The easements in this case are general ones, authorizing Minnkota to "place, construct, operate, repair, maintain, and replace *127 thereon . . . an electric transmission line or system, including all necessary fixtures in connection therewith. . .." The original grants said nothing about the maximum amount of voltage the line would carry.

Section 47-05-07, N.D.C.C., requires that the extent of an easement is to be determined by "the terms of the grant or the nature of the enjoyment by which it was acquired". The Landowners have argued that Minnkota, by constructing a 230-kv line initially is limited to that use. Such a position is untenable and the trial court was correct in its decision that the extent of an express easement must be determined by the terms of the grant.[2]

Under the terms of the grant, Minnkota could have constructed towers seven feet taller and put 345 kilovolts through the line rather than 230 kilovolts at the time it originally built the transmission line. At the time the easements were granted the Landowners could have made reservations regarding the capacity of the line or its voltage. No such reservations were made. We believe that the rights granted to Minnkota under the easements include the right to uprate the line to a reasonable degree. The question of the reasonableness of the degree of uprating under the existing easements is a question of fact. In the instant case, we believe that the district court was not "clearly erroneous" in its determination that the proposed uprating project was reasonable and within the scope of the easements.

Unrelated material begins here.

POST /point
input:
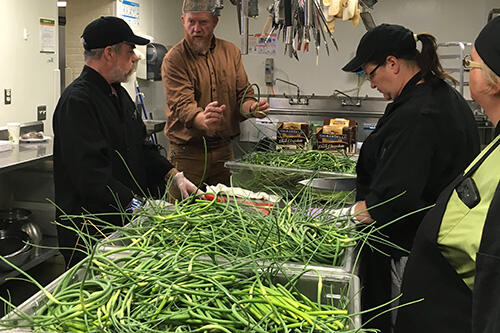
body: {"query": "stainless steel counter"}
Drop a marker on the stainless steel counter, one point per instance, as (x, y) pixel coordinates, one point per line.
(24, 154)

The Landowners argue that such a finding could result in power companies gradually increasing or bumping up the power through a transmission line one step at a time. We disagree because each increase in power must relate back to the time and terms of the original easement. Therefore, the reasonableness of any increase is balanced against the permissible scope of the original easement.

In Talty v. Commonwealth Edison Company, 38 Ill.App.3d 277, 347 N.E.2d 74 (1976), the Court of Appeals for the Third District of Illinois was presented with the question of whether or not a utility company could uprate a 220-kv line to a 345-kv line under existing easements. The easements were general, as in the instant case. Also similar to the instant case, the uprating would require a change in the structure of the support towers. The landowners in Talty argued that the increased voltage and changes in the towers imposed an unreasonable burden on the servient estate and one not contemplated by the parties at the time of the original grant. The Illinois Court found in favor of the utility company and rejected the landowners' arguments, saying, in Talty, supra, 347 N.E.2d at 76:

"Certainly the initial use (construction of a 220KV line) does not indicate any intention to limit the easement to lines of that size since there was no ambiguity in the grant itself. Weaver v. Natural Gas Pipeline Co., supra. There was no limitation in the easement on the size or the number of the electric transmission lines to be installed which was not difficult to do if the parties had any such intention.

The Talty court cited Weaver v. Natural Gas Pipeline Co., 27 Ill. 2d 48, 188 N.E.2d 18 (1963), where an existing 4-inch gas pipeline was replaced with a 10-inch line and no increased burden on the servient estate was found.

An Annotation found at 3 A.L.R. 3d 1256 (1965) discusses the question of the reasonableness of use under easements granted in general terms. It is there said, at page 1260:

"The most comprehensive restriction that is imposed upon the use of a general right of way by the dominant owner is that he may not so use the way as to unduly increase the burden upon the servient *128 tenement. Thus, the rule that the right of way cannot be used to burden the servient tenement to an extent greater than was contemplated at the time of the grant has been applied as a test in determining the reasonableness of particular uses, both in terms of their extent and their manner."

The Annotation indicates that the easement may be used by the dominant owner in availing himself of all modern inventions and all improvements. 3 A.L.R. 3d at 1260 (1965). The only limitation on such improvements is that they be reasonably necessary and consistent with the purpose for which the easement was granted. Wall v. Rudolph, 198 Cal. App. 2d 684, 18 Cal. Rptr. 123 (1961).

In the instant case we believe the uprating of the line is consistent with the purpose (to transmit electricity) for which the easements were granted and it is reasonably necessary for Minnkota to uprate existing transmission lines rather than be forced to construct a new line to transmit additional energy from the Coyote Power Plant to the Fargo area. As previously indicated, we reserve comment on how the above issues relate to the question of compensation to the individual Landowners because the issue of damages was severed by the trial court, pending the outcome of this appeal regarding the scope of the easements.

The May 21, 1980, judgment of the Cass County District Court permanently and forever enjoining the Landowners from prohibiting, interfering with, or restricting Minnkota's entry onto the Landowners' property for modification and uprating of electric transmission lines is affirmed.

ERICKSTAD, C. J., and PEDERSON, VANDE WALLE and SAND, JJ., concur.

NOTES

[1] Neither party objected to the severance of the issue of damages.

[2] However, it may be necessary for the court to look at custom and usage to determine what was meant by the general terms used in the easement at the time it was executed. In the instant case no evidence of the effect of custom and usage on the terms of these easements was introduced and it would be inappropriate to apply the doctrine of custom and usage here. See Peterson v. McCarney, 254 N.W.2d 438, 443-444 (N.D.1977).